Anfang 20 war ich 5 Jahre mit einem alleinerziehenden Vater zusammen, das war dagegen überhaupt kein Problem. Retrospektiv allerdings vermutlich auch nur deswegen, weil das Kind ordentlich zurückstecken musste. Damals ist mir das nicht aufgefallen, aber wenn ich so zurückdenke... wir waren alleine im Urlaub, superoft auf Wochenendtrips und Kind bei Oma, sehr oft im Restaurant und Kind hat bei Oma gegessen, in den ganzen 5 Jahren nur ein einziges Mal beim Fußballspiel am Wochenende (fand ich sehr ätzend und hab meinen Partner das damals auch wissen lassen, danach hat er nie wieder gefragt), haben ausgeschlafen und Kind hat alleine gefrühstückt und sich dann alleine beschäftigt usw. Aus heutiger Sicht finde ich manches daran etwas fragwürdig, aber so funktionierte es.
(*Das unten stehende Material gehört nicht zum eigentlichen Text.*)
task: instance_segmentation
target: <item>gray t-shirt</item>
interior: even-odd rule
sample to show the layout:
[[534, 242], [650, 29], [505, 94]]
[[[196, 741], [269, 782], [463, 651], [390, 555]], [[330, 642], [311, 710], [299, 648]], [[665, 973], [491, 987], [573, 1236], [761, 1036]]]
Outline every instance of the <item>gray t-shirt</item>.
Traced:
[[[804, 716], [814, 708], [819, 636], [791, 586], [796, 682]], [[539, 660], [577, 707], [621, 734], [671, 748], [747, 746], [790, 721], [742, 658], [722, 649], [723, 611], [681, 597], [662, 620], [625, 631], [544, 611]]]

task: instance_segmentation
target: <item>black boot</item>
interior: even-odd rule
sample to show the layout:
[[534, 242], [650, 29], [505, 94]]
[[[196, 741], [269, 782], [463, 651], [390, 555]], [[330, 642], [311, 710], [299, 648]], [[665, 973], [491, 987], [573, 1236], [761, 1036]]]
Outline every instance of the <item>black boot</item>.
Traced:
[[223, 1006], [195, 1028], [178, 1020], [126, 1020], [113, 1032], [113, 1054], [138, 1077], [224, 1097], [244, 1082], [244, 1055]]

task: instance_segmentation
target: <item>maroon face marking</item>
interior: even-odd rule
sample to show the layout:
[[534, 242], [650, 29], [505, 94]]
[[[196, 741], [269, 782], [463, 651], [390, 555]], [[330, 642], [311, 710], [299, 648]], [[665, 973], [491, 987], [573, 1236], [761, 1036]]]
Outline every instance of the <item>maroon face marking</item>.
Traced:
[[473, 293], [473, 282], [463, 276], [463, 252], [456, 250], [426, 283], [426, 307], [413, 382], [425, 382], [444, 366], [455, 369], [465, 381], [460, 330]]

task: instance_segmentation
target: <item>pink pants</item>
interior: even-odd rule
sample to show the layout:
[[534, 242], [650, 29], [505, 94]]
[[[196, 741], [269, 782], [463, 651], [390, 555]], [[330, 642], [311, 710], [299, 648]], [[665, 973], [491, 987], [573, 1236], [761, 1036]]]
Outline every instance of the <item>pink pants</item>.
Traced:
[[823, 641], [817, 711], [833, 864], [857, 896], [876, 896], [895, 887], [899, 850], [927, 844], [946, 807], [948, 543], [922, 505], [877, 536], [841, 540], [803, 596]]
Fakt ist, keine Frau stellt sich hinter Kindern an. Wenn also Väter sich nicht kümmern, ist das für neue Beziehungen sicherlich erstmal positiver, als wenn sie sich zu viel kümmern.
Sicherheitshalber: das heißt nicht, dass ich das gutheiße. Wer Kinder hat, sollte sich selbstverständlich auch angemessen kümmern und seine Kinder priorisieren. Mir geht es ausschließlich um den angesprochenen Aspekt, was nachfolgende Partnerinnen wohl denken, und das ist ganz einfach: je weniger Kinder ins Leben pfuschen, desto besser.